Palavras do Rabino Pablo Berman

25 de outubro de 2024

Inícios de uma ordem confusa: Bereshit

Hoje começamos a contar a história de novo. Desde o princípio. E nesse caso, não seria exatamente contar, mas recontar. É isso que fazemos no judaísmo, e sabemos fazer bem. Recontamos a história. Por isso, não inventamos histórias; nos lembramos tão bem de tudo o que nos aconteceu, do que nos fizeram, de quem somos e para onde vamos. Porque recontamos a história, uma e outra vez, desde Bereshit bara Elokim. E Deus criou os céus e a terra. E tudo era um caos. E Deus veio para fazer desse Tou Vavou, desse caos, ordem. Vemos um Deus organizador do caos. Tudo estava misturado, tudo era confuso. E Deus chega e diz: “A água por aqui, a terra por ali. A luz aqui, a escuridão ali. Isso é dia, isso é noite. O sol para o dia, a lua e as estrelas para a noite.” E assim, tudo encontrou seu lugar, tudo encontrou uma ordem. Esse é o papel de Deus, criar a ordem.
Depois, Deus criou o ser humano. Primeiro o homem. Quem sabe por quê. Depois, a mulher. E então a ordem terminou. Estava tudo impecável. Perfeito.
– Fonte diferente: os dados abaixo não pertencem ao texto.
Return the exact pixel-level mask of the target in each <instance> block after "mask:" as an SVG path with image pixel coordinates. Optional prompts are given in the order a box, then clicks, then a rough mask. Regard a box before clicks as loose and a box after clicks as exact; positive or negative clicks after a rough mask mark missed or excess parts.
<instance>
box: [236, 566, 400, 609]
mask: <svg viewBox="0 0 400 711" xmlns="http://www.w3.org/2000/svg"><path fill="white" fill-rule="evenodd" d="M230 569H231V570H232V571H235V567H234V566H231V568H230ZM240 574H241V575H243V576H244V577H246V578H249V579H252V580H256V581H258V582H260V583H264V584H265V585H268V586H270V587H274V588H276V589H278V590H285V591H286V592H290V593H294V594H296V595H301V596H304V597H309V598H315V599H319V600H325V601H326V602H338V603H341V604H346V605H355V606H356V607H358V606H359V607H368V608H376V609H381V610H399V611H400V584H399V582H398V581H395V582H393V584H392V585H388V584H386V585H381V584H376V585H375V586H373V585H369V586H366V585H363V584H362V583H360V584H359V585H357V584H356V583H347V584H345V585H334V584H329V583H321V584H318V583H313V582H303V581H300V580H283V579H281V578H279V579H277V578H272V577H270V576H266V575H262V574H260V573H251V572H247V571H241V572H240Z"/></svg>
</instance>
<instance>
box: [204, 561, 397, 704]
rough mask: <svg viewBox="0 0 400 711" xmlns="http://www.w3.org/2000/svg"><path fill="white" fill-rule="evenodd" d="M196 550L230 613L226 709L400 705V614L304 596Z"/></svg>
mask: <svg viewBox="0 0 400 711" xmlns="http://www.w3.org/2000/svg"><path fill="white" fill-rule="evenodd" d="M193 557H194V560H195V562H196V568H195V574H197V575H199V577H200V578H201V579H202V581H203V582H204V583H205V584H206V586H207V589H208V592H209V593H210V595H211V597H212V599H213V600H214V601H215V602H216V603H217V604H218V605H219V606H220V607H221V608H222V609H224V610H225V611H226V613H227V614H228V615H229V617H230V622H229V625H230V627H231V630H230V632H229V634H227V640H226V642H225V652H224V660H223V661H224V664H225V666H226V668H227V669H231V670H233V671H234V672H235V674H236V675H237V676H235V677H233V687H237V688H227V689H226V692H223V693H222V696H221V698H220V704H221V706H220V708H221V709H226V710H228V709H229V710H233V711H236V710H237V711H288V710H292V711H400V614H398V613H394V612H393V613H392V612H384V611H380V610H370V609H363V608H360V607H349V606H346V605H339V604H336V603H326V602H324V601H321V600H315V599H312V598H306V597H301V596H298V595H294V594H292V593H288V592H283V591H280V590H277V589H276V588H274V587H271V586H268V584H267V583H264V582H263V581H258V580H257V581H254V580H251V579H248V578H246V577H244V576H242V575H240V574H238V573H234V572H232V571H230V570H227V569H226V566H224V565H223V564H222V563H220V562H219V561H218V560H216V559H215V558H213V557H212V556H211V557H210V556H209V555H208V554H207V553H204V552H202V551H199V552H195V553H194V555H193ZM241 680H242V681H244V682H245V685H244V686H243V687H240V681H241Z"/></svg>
Mas chegou o ser humano, e o caos voltou. E assim seguimos até hoje, tentando restabelecer a ordem que Deus estabeleceu naquele princípio distante, nos alicerces do tempo.
Deus também não facilita. Ele já chega nos testando. Ele cria um jardim, um Éden, maravilhoso. Cheio de animais e árvores, e frutas, e água, cascatas, lagos. Tudo é simplesmente paradisíaco. Mas, além de todas as árvores que ali havia — e que certamente eram lindas e frondosas —, Deus coloca outras duas no paraíso: a Árvore do Conhecimento do Bem e do Mal, e, ali por perto, a uns 100 metros, a Árvore da Vida. E Deus, que pode falar com os humanos, adverte: cuidado, podem comer de tudo aqui, de todas as árvores, mas da Árvore do Conhecimento do Bem e do Mal, não podem comer. Game over.
E como segue a história? A mulher, aconselhada de modo astuto e perverso pela serpente, diz: “Não, você não vai morrer por comer dessa árvore, pode confiar.” E a mulher vai lá, come, e dá ao homem. E tudo volta ao caos inicial. O primeiro homem e a primeira mulher são expulsos do Éden. Para sempre. Adeus, Éden. Adeus, ordem absoluta. Agora teremos que reconstruir essa ordem. Mas o fruto deu seus resultados: o homem e a mulher agora entendiam o que faziam. Podiam pensar. Criar. Voar com a imaginação. Crescer. Talvez não tenha sido uma ideia tão ruim comer da árvore. O que teria acontecido se a primeira mulher não tivesse convidado o primeiro homem a comer do fruto da Árvore do Conhecimento? Ainda estaríamos no paraíso? Possivelmente. E seria melhor? Não acredito. Não estaríamos onde estamos agora. O ser humano cresceu. Era necessário comer do fruto proibido, sair do Éden. Sair do útero. O Éden era um útero. Um espaço maravilhoso, cercado por quatro rios. Isso se chama útero. Era preciso nascer, e era preciso sair.
Mas algo perdemos, sim. Nascer tem seus riscos, alegrias e tristezas inevitáveis. Pois no meio do Éden, a apenas 100 metros da Árvore do Conhecimento do Bem e do Mal, estava a outra árvore proibida, a Árvore da Vida. E o ser humano poderia ter comido da Árvore da Vida? Claro que poderia. Mas Deus não falou sobre essa árvore. Ela ficou meio escondida. Deus proibiu comer da Árvore do Conhecimento. E aquilo que é proibido ao ser humano é o que mais o atrai. Porque, afinal, o ser humano é um animal de instintos. Imaginem, comer do fruto da Árvore da Vida e... viver para sempre. Mas isso nos foi negado.
E aqui estamos, com o conhecimento do bem e do mal, mas sem a vida eterna. Sem a vida eterna, mas defendendo a vida. Das serpentes astutas que ainda nos cercam. Mas, aos poucos, iremos acabando com elas. Porque o povo judeu, cada vez que reconta a história, cada vez que recomeçamos, voltamos a comer da Árvore do Conhecimento do Bem e do Mal. E sabem de uma coisa? Cada vez sabemos mais. Só uma coisa não podemos fazer: não podemos mudar a história. Não podemos comer da Árvore da Vida nesta jornada. Sempre vamos comer da mesma árvore, e sempre vamos seguir pensando: por que será que não comemos da Árvore da Vida?